Clothing, Identity and the Case of the ‘Genderless’ Baby
As much as clothing serves as a means of identification, it is equally useful as a way to conceal, or at the very least render ambiguous one’s identity, which illustrates just how deep-seated our sartorial markers of class, gender, and identity are, and that, in spite of the changes fashion has undergone throughout the decades. Certain colors, and specific garments strongly suggest sex and gender identity as much as others’ point to class and group affiliations. For instance, somewhere down the road, pink has come to symbolize the female sex while blue is strictly reserved for boys. The story of Storm, the 4-month old Canadian baby whose parents have chosen to keep his/her sex hidden – “a tribute to freedom and choice in place of limitation, a stand up to what the world could become in Storm’s lifetime (a more progressive place? …)”, explain the parents – has sparked a heated debate on gender identity and conformity; inadvertently illustrating how the way we dress shapes public perception.

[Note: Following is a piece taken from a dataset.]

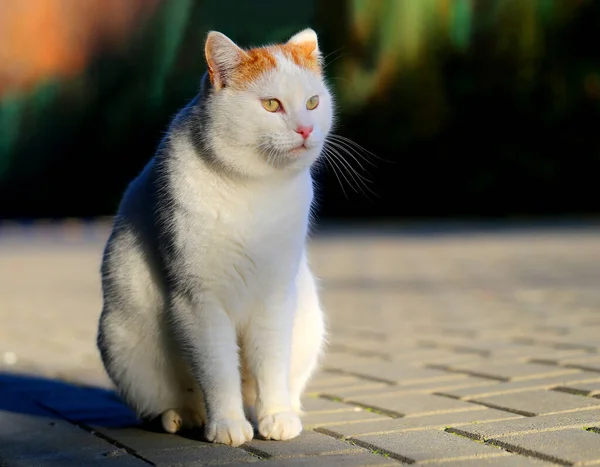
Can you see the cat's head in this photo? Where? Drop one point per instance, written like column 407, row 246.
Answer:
column 270, row 109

Interestingly, keeping Storm’s sex a secret is simple enough as parents Kathy Witterick and David Stocker have demonstrated. Avoiding pink, fuchsia, and blue, they have instead opted to dress the 4 month-old in gender-neutral clothing, like a red-fleece jumper which contrasts so beautifully against Storm’s flaxen hair in the above picture. Without any clear sartorial cues, we are left wondering, since attempting to guess a baby’s sex based on the assumption that a name refers to one sex or the other – which this parent who also withheld the sex of his two children in the 90s calls “the flimsiest of evidence”- is no substitute for the strong sartorial markers that have come to shape our concept of gender. Aside from illustrating our apparent obsessive need to classify individuals according to predefined social constructs, or perhaps our far too conventional views on parenting, Baby Storm’s story also exemplifies how wardrobe can serve to either promote or eschew these same social constructs simply by virtue of how it is utilized.